MIT : le South End Technology Center (SETC) qui deviendra par conséquent le premier

C’est sous l’impulsion de la diaspora ghanéenne qui fréquentait le SECT qu’une seconde initiative aurait été amorcée (elle aussi financée par la NSA) dans la ville de Sekondi-Takoradi (Stacey, 2014)9. Très rapidement, d’autres organisation de type FabLab ont ouvert leur portes – ou adopté le label FabLab – au cœur de territoires aussi différents qu’éloignés, et toujours avec une relation directe à l’équipe située au CBA MIT. Ainsi, en 2004, en plus du FabLab de Boston et du Ghana, il en existait deux en Inde, un au Costa Rica, un autre en Norvège.

Dès leurs premiers mois d’existence, et sous l’impulsion de l’équipe située à Boston, les premiers FabLabs s’engagent dans un projet commun. Ils démontrent ainsi l’intérêt de la collaboration au niveau global pour favoriser le développement local et fournissent un exemple qui illustre le concept du réseau de FabLab, lequel sera longtemps repris dans les écrits et discours.

« Fournir un accès à Internet a été l'un des objectifs de nombreux FabLabs. Le

laboratoire de Boston a lancé un projet visant à fabriquer des antennes, des radios et des terminaux pour les réseaux sans fil.
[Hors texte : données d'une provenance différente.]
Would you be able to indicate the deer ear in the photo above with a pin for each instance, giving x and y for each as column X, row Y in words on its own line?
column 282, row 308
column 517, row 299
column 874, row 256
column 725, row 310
La conception a été affinée dans un FabLab en Norvège, testée dans un autre en Afrique du Sud, déployée à partir d'un troisième en Afghanistan, et fonctionne maintenant sur une base commerciale autonome au Kenya. Aucun de ces sites ne disposait de la masse critique de connaissances nécessaire pour concevoir et produire les réseaux de manière autonome. C’est en partageant les fichiers de conception et en produisant les composants localement, qu’ils ont pu y parvenir collectivement. La capacité d'envoyer des données à travers le monde pour ensuite produire localement des biens à la demande comporte des implications révolutionnaires pour l'industrie. » (Gershenfeld, 2012, p. 48)

Depuis, le « FabLab program » est revendiqué comme une « MIT global initiative » : la création d’un ensemble de structures décentralisées situées au cœur de communautés locales hétérogènes correspond aux objectifs originels poursuivis par le CBA MIT.

Ces initiatives développées dans des contextes marginaux poursuivaient des finalités sociales variées et opérationnelles via la mise en commun d’un même kit de technologies numériques. Selon Neil Gershenfeld, ces laboratoires multifonctions représentaient un coût et surtout une utilisation comparable à ceux des mini-ordinateurs : la conception de nouveaux usages et l’identification de nouveaux utilisateurs pour les machines. (Gershenfeld, 2012, p. 47). Nous retrouvons le parallèle souvent tissé dans la littérature entre l’histoire de l’informatique et celle de la fabrication numérique (Anderson, 2012).

Les FabLabs sont conçus comme l’expérimentation d’un nouveau mode de fonctionnement de la fabrication et du développement technologique. Ils reposent sur deux piliers conceptuels qui se déclinent au niveau local et au niveau global : la mutualisation et la collaboration.

Localement les utilisateurs mutualisent des outils, partagent des savoirs et s’entraident. Globalement les organisations mutualisent des techniques, des savoirs, des expériences, des problèmes, des solutions et de la documentation. Le fait d’avoir un même « kit », une même boite à outils technologiques et méthodologiques est un premier moyen de s’assurer de pouvoir collaborer au niveau global (Bosqué et al., 2019).